Especially want a hygrometer if you've not waited long enough. Your buds should have a crisp type of sound when you squeeze them.. also when you squeeze them, they should "bounce back" like a piece of memory foam. Also, when you try to snap the stem you start to hear / feel the potential of snapping, without actually clear off snapping. That will be too long of a dry, and you don't take advantage of the entire cure window, which is 70% - 55%. After you drop below 55%, the cure is over... if you get even 1% higher than 70% you really risk mold issues.

Here's a pic of a jar that was 1/2 full, and I put a Hygrometer in. I use the Caliber IV meter, as it's pretty much the best you can get.

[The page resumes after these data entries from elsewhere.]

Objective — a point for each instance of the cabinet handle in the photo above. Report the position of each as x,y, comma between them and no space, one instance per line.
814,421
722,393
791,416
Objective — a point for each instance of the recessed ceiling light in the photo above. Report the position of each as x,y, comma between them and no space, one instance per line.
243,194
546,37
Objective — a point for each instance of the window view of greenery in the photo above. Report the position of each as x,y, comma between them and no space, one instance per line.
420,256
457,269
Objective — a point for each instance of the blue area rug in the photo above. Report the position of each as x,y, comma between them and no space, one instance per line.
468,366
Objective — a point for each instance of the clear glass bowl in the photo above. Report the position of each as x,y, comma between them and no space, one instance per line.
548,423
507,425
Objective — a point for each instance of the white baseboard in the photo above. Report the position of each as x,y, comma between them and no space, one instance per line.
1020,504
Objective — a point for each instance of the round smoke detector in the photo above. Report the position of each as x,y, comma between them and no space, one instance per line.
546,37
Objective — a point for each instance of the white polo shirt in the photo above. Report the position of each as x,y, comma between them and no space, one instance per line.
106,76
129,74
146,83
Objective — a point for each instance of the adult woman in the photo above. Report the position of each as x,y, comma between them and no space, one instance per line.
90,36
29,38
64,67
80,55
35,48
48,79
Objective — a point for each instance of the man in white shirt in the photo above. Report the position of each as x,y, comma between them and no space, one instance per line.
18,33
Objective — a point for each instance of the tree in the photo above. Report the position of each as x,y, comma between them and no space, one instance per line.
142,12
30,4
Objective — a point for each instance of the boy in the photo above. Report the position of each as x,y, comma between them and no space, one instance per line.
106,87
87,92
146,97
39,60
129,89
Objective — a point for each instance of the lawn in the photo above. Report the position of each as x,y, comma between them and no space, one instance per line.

I got mine for $18 each, and I bought 4 of them. 

http://www.marijuanapassion.com/forum/attachment.php?attachmentid=206655&d=1374284769


----------



## 420NewbieRoyce (Aug 20, 2013)

Well they seemed to be nice and dry before I put them in the jar.  They hung for about 4 days then cut off the branches and was in a paper back for 3.  Been opening the jar everyday.  For a couple of hours (is that to long).  They seem to be doing great.


----------



## MoNoXiDe (Oct 5, 2013)

pretty! I can't wait for mine. :joint:


----------